Guillermo Heredia delivers pinch-hit winner as Mariners edge White Sox
The bullpen blew the carefully-scripted plan Mariners manager Scott Servais’ laid out for his starting pitching-challenged team before Thursday night’s game against the Chicago White Sox.
But that only added to drama as the Mariners scored in the bottom of the ninth to beat the White Sox 5-4 at Safeco Field.
“Another interesting night,” Servais said dryly afterward.
Needing yet another different starter as a result of the myriad of injuries that have beset the Mariners this season, Seattle turned to rookie Sam Gaviglio.
Not only was Gaviglio the 10th different starter for Seattle this season – the most in the majors – but it was also only the second major-league appearance of his career.

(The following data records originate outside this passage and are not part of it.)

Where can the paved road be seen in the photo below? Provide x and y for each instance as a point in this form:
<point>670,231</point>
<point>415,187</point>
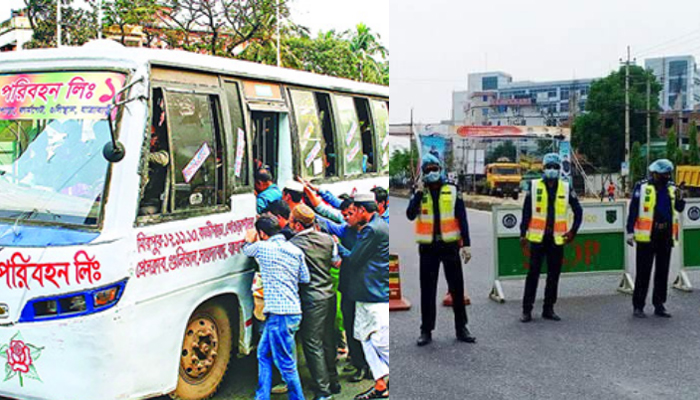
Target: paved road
<point>598,351</point>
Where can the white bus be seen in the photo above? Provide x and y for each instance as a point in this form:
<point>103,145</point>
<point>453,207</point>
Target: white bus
<point>126,186</point>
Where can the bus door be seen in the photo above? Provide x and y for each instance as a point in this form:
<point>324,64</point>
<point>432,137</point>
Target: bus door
<point>271,135</point>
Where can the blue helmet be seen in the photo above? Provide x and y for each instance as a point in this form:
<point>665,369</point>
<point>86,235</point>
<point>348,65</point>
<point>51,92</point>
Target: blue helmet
<point>551,158</point>
<point>661,166</point>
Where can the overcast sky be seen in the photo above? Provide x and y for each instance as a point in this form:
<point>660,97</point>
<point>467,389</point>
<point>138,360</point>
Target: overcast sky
<point>315,14</point>
<point>441,41</point>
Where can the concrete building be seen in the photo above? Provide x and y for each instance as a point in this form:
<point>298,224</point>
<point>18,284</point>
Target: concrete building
<point>15,32</point>
<point>493,98</point>
<point>680,81</point>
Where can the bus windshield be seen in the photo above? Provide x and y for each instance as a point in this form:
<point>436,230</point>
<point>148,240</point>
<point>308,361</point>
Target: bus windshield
<point>52,170</point>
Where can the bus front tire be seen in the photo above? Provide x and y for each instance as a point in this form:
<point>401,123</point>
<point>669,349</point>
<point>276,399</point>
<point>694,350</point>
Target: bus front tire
<point>205,353</point>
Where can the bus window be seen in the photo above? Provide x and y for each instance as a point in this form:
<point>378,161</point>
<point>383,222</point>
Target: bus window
<point>309,134</point>
<point>351,141</point>
<point>366,127</point>
<point>326,115</point>
<point>266,140</point>
<point>153,199</point>
<point>239,146</point>
<point>196,151</point>
<point>381,124</point>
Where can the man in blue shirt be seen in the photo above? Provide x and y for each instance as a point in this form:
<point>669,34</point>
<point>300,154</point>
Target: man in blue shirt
<point>283,268</point>
<point>653,224</point>
<point>267,192</point>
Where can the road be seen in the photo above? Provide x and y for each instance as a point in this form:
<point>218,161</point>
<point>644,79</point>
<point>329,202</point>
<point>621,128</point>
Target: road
<point>597,351</point>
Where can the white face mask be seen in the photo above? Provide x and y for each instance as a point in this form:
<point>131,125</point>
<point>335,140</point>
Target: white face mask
<point>432,177</point>
<point>551,173</point>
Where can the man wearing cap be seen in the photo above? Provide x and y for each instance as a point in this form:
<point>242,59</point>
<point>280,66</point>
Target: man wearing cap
<point>653,224</point>
<point>267,192</point>
<point>368,264</point>
<point>544,227</point>
<point>293,193</point>
<point>318,302</point>
<point>442,233</point>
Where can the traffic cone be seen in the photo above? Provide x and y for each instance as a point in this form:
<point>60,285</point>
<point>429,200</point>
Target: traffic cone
<point>396,300</point>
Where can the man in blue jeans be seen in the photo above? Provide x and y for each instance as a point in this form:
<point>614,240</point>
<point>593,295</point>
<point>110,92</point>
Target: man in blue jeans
<point>283,268</point>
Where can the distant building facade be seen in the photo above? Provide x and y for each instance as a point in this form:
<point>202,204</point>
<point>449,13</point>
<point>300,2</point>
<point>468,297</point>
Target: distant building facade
<point>680,81</point>
<point>15,32</point>
<point>493,98</point>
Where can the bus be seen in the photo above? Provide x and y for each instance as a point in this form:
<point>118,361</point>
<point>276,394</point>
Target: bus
<point>126,188</point>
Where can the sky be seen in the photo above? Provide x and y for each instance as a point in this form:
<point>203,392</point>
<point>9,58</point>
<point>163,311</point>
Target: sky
<point>442,41</point>
<point>317,15</point>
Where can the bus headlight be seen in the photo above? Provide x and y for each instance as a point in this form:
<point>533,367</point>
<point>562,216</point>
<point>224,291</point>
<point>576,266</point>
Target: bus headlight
<point>73,304</point>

All Servais wanted, he said, was four or five innings from Gaviglio “to keep us in the game, and then we will go from there.’’
He got that and more from Gaviglio, whom Servais said “gave us a great effort.”

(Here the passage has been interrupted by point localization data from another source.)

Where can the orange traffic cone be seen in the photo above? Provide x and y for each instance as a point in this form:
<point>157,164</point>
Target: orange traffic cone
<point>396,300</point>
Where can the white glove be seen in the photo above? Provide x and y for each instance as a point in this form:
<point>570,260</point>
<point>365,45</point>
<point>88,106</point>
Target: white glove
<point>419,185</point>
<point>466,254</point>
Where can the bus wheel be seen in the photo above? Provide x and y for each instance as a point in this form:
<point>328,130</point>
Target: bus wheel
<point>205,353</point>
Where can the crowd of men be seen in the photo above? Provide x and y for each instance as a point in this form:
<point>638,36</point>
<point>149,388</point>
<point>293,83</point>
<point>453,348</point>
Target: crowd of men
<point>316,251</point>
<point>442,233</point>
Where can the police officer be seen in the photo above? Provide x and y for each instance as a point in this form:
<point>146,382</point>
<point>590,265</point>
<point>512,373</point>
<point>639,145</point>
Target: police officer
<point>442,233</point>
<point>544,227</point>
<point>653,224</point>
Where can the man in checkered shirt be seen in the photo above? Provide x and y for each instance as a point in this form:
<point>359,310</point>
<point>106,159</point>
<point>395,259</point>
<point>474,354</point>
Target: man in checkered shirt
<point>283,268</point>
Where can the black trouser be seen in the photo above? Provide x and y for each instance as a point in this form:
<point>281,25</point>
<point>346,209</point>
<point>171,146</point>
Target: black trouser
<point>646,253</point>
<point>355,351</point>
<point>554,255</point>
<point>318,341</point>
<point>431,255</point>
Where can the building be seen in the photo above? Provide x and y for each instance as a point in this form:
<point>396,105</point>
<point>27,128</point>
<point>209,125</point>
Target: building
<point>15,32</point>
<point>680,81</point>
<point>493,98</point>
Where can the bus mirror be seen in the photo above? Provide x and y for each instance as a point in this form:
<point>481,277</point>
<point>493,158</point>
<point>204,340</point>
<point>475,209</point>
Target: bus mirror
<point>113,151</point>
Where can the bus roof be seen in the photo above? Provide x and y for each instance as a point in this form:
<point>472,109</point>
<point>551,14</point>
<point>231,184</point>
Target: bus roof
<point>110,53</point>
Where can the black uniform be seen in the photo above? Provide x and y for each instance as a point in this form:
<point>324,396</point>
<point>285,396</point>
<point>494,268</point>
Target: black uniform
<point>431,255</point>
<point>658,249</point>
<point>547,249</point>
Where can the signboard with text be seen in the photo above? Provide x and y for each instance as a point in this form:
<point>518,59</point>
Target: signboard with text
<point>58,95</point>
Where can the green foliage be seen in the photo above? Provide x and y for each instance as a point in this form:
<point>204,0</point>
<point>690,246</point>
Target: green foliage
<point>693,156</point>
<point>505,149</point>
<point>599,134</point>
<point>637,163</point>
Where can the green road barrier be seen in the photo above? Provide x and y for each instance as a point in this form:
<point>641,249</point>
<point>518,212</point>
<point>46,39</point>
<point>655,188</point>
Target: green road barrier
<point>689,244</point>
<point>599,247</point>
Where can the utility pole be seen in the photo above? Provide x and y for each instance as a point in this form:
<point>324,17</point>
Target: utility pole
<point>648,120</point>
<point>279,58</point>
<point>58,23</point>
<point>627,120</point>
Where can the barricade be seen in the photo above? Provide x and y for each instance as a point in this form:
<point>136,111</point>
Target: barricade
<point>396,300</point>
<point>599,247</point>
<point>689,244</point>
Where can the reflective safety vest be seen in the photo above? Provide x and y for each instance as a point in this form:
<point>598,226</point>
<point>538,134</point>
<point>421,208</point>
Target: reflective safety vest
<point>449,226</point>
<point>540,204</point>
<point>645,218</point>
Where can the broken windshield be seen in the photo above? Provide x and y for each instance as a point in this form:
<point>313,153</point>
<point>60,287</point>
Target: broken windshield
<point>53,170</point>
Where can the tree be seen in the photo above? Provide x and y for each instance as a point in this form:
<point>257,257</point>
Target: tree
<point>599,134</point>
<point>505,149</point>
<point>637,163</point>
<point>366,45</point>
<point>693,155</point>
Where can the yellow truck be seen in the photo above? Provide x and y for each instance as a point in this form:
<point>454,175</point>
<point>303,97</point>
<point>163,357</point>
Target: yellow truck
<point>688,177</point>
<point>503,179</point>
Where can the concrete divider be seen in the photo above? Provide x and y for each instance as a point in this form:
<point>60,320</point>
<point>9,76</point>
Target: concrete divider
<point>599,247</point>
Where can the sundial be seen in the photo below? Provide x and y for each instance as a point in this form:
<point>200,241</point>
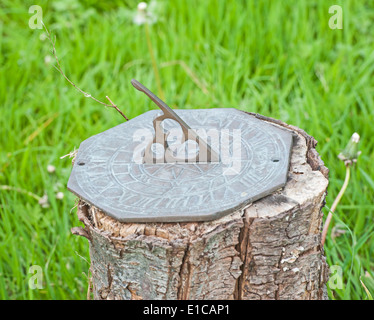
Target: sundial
<point>181,165</point>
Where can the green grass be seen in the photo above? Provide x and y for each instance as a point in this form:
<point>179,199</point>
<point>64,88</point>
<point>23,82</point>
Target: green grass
<point>277,58</point>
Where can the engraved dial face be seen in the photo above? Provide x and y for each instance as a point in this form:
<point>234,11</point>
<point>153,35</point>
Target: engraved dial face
<point>254,162</point>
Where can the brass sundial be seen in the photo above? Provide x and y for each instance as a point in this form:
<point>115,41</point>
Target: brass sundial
<point>182,165</point>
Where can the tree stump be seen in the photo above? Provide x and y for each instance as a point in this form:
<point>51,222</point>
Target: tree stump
<point>270,249</point>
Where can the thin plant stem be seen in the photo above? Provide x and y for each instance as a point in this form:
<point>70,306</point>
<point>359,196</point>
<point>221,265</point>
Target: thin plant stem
<point>59,69</point>
<point>335,204</point>
<point>19,190</point>
<point>154,63</point>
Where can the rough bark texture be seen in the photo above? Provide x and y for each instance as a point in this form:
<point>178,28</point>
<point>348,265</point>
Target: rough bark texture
<point>268,250</point>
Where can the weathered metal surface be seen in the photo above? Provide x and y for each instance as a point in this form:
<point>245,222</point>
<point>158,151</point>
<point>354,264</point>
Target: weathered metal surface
<point>106,173</point>
<point>205,154</point>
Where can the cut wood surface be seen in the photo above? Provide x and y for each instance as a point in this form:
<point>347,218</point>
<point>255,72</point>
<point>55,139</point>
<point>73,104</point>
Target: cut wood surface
<point>269,249</point>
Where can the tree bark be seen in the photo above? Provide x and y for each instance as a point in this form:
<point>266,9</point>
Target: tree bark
<point>268,250</point>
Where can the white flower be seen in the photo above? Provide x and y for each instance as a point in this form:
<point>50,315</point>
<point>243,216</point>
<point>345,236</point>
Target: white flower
<point>60,195</point>
<point>51,169</point>
<point>145,13</point>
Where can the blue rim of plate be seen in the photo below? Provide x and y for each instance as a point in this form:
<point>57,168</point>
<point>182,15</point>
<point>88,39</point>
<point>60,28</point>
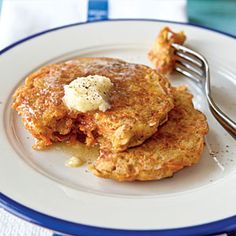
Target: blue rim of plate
<point>221,226</point>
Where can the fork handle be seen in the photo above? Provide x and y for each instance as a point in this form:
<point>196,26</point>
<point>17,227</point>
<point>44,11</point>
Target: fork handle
<point>224,120</point>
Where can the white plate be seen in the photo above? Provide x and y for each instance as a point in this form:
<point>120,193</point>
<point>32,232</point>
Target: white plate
<point>38,187</point>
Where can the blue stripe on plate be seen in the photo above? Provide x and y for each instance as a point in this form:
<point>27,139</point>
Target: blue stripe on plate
<point>97,10</point>
<point>59,225</point>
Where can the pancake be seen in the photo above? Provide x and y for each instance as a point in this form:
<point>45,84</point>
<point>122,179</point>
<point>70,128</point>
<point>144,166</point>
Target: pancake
<point>178,143</point>
<point>140,100</point>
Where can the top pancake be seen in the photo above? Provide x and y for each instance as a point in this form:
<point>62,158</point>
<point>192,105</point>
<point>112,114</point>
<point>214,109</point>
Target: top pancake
<point>140,100</point>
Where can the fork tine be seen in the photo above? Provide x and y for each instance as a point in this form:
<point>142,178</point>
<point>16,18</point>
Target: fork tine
<point>196,55</point>
<point>185,71</point>
<point>194,60</point>
<point>190,66</point>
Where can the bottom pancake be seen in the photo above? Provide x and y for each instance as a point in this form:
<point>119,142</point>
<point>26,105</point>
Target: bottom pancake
<point>177,144</point>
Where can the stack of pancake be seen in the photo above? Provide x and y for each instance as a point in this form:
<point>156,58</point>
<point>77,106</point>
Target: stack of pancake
<point>151,130</point>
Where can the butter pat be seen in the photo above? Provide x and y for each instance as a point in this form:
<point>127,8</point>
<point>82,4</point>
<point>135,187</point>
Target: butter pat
<point>88,93</point>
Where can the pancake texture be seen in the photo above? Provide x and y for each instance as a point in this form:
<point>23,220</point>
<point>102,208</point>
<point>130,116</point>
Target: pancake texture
<point>140,101</point>
<point>178,143</point>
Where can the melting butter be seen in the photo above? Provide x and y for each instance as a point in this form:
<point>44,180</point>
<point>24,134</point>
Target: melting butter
<point>79,154</point>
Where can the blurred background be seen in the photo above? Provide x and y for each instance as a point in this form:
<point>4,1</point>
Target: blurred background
<point>21,18</point>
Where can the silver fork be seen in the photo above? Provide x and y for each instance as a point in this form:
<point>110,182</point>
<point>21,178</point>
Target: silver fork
<point>195,66</point>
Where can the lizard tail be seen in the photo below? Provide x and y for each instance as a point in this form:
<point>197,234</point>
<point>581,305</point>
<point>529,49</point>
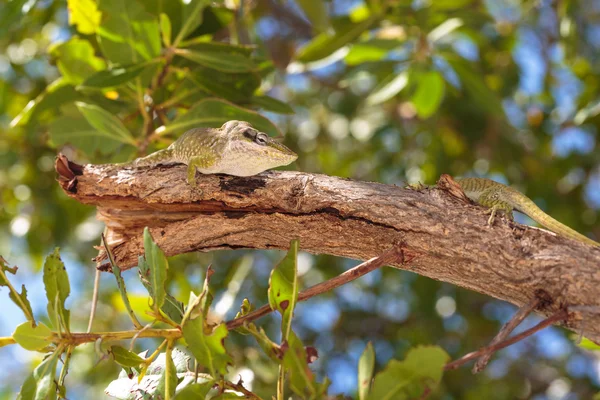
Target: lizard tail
<point>526,206</point>
<point>161,156</point>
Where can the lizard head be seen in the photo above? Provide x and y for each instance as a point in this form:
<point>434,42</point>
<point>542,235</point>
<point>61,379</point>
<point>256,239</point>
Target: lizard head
<point>260,150</point>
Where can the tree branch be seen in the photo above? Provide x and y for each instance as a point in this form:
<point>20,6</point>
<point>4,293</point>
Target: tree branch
<point>448,237</point>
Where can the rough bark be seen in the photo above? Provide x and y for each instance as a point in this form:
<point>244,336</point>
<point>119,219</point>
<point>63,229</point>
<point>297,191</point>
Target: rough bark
<point>447,238</point>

It was the “go from there” part that momentarily proved the problem.
After Gaviglio threw five shutout innings to depart with his first victory potentially at hand, the bullpen blew up, allowing three homers in the seventh and eighth innings to tie the score.
Two came back-to-back with two outs in the eighth inning off Dan Altavilla – solo shots by Todd Frazier and Matt Anderson that made it 4-4.
Frazier hit his to left and Anderson to right as a White Sox team that came in having lost nine of its last 11 games quickly, if not necessarily unsurprisingly given some of the issues for the Seattle bullpen this season, turned Bark in the Park Night from celebratory to here-we-go-again.
But the bullpen blowup merely setup some ninth-inning heroics.
Taylor Motter led off the bottom of the ninth with a single to right. Motter was erased at second on a bunt attempt by Jarrod Dyson.
But Dyson then beat out a double-play attempt to reach second on a Carlos Ruiz grounder to third. Ruiz was out at first on the relay but Dyson – who was running on the pitch – kept the inning alive by beating the throw to second from third baseman Frazier.
“Anybody else probably gets doubled up,” Servais said. “That says a lot about Dyson’s speed.”
The White Sox then intentionally walked Jean Segura, who had hit a three-run homer earlier in the game, bringing up Guillermo Heredia as a pinch-hitter for Ben Gamel.
Heredia then lined a 1-1 pitch to center to score Dyson and give the Mariners the win.
“A little bit of everything,” Servais said. “That’s kind of what we need right now. Everybody has to chip in.”
Until the White Sox tied it, what figured to be most noteworthy about the night was a second straight unexpectedly strong starting pitching performance – Christian Bergman threw 7 1/3 shutout innings in a 4-0 win over the A’s on Wednesday, followed up by Gaviglio.
Gaviglio, a former standout at Oregon State, wasn’t overpowering but kept the White Sox off balance with a steady stream of curves, sliders, changeups and a fastball that stayed around 90.
“It’s just another baseball game,” Gaviglio said, downplaying his first career start. “That’s the way you’ve got to look at it.”
And he got the big outs when he needed them, stranding a runner on second or third in every inning from the second to the fifth.
His final out typified his night.
After hitting Leury Garcia to put runners on first and second, eliciting a visit from pitching coach Mel Stottlemyre, he struck out Yolmer Sanchez on four pitches – each of the strikes a changeup of 82 or 83 miles per hour.
Gaviglio hadn’t started in two weeks, and having thrown 75 pitches, said he could feel himself tiring in the fifth.
Casey Lawrence then came on to pitch the next two innings.
He was unscathed in the sixth but gave up a two-run shot to Matt Davidson in the seventh that cut Seattle’s lead in half and foreshadowed the sordid events of the eighth.
The Mariners momentarily broke the game open on a three-run homer by Segura, capping a rally that started with two outs and no one on in the third. Dyson walked, then stole second and third and then Ruiz – hitting .125 – walked on a 3-2 pitch. Segura then rocketed a blast over the scoreboard in left field to make it 4-0. That also gave Segura a 17-game hitting streak, tying Mike Trout for longest in the majors.
Dyson had given the Mariners a 1-0 lead in the bottom of the third in an unlikely – if suddenly not so unfamiliar fashion – hitting a solo home run.
Dyson’s homer was just the ninth of his career but his second in five days. According to ESPN Stats & Info he is tied for the second-fewest career home runs – nine – of anyone with more than 1,500 plate appearances (he entered the game with 1,684), ahead of only Ben Revere of the Angels, who has seven.